E2 is a critical competency for educators to acquire before introducing AI tools to students, such as experimenting Classroom features with students.
Dimension | E1. Responsible Operation | E2. Ethical Modeling | E3. Critical Inspection |
Primary Focus | Following ethical norms, institutional policies, and legal requirements when using AI. | Demonstrating and explaining responsible AI use to guide students’ ethical reasoning. | Evaluating AI outputs for bias, misinformation, and accuracy, then correcting them. |
Core Skill | Compliance – operating within rules for privacy, transparency, and accessibility. | Mentorship – making ethical decision-making visible to students. | Quality assurance – detecting and fixing bias, misinformation, and factual errors. |
When It Happens | Before and during AI use – ensuring usage conditions are met. | During AI use in the presence of students – modeling thought process and choices. | After AI generates content – reviewing, refining, and approving for use. |
Teacher’s Role | Policy follower and safe operator. | Ethical role model and discussion facilitator. | Reviewer, editor, and truth verifier. |
Student Interaction | Indirect – students benefit from safe, compliant AI use. | Direct – students observe and discuss ethical decision-making in real time. | Indirect or direct – students receive corrected content and may learn bias detection skills. |
Indicators of Success | No violations of policy, law, or ethical guidelines. | Students can explain why certain AI practices are responsible or irresponsible. | Final AI outputs are accessible, fair, and bias-mitigated. |
End Product | Ethically compliant AI use. | Responsible, reflective practices in future digital citizens | Fully vetted, trustworthy teacher-AI collaboration. |
To achieve E1. Responsible Operation, educators must not only know how to use AI, but also ensure every use aligns with ethical norms, institutional policies, and legal requirements, including but not limited to: protecting students’ and others’ privacy, upholding trust, and ensuring transparency.

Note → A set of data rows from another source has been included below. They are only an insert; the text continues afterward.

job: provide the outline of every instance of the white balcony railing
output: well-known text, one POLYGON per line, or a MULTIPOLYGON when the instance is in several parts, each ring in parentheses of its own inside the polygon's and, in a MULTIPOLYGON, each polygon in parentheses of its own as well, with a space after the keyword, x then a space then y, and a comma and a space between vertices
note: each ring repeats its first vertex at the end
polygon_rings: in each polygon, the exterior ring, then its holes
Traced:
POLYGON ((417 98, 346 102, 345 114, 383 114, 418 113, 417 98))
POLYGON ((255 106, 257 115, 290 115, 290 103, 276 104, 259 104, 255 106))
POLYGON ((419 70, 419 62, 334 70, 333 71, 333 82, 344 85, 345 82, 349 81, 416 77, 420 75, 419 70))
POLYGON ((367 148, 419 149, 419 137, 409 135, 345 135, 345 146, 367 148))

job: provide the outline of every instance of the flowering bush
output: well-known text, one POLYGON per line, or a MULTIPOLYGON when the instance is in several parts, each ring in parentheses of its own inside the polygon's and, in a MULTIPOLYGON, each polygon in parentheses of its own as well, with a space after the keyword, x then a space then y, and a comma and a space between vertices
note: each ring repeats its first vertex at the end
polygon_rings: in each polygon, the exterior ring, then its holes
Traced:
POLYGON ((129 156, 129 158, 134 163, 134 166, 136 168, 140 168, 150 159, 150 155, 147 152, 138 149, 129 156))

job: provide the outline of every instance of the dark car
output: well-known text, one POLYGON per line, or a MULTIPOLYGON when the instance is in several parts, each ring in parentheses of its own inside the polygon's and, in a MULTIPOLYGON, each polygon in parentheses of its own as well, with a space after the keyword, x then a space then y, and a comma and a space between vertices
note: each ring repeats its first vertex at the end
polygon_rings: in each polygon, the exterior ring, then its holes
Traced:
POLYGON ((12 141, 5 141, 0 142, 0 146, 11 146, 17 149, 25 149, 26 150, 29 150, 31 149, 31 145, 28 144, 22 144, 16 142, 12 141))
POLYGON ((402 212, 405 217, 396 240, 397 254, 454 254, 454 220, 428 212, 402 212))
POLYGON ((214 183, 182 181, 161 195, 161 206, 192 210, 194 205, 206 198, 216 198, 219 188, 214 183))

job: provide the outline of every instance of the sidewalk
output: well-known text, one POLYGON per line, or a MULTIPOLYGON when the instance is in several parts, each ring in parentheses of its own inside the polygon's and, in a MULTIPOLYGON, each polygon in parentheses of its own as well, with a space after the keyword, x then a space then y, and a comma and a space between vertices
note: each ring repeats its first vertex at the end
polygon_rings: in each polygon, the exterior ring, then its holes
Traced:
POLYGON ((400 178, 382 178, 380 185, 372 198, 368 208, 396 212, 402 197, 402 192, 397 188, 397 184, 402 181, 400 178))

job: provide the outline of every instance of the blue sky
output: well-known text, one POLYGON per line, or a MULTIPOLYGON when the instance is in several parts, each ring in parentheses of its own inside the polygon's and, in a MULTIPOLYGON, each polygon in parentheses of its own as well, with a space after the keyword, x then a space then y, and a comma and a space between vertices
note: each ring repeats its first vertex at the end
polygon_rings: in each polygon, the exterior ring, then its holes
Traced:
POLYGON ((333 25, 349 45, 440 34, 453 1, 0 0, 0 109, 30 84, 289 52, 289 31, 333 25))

To achieve E2. Ethical Modeling, educators must treat their own AI use as a visible example for students, showing what responsible, reflective, and value-driven digital behavior looks like in AI-supported environments. This goes beyond compliance (E1) into mentorship, helping students develop their own ethical reasoning skills.
To achieve E3. Critical Inspection, educators must be able to systematically review AI outputs for accuracy, bias, and reliability, and then actively correct or mitigate any issues before using them with students or in professional work.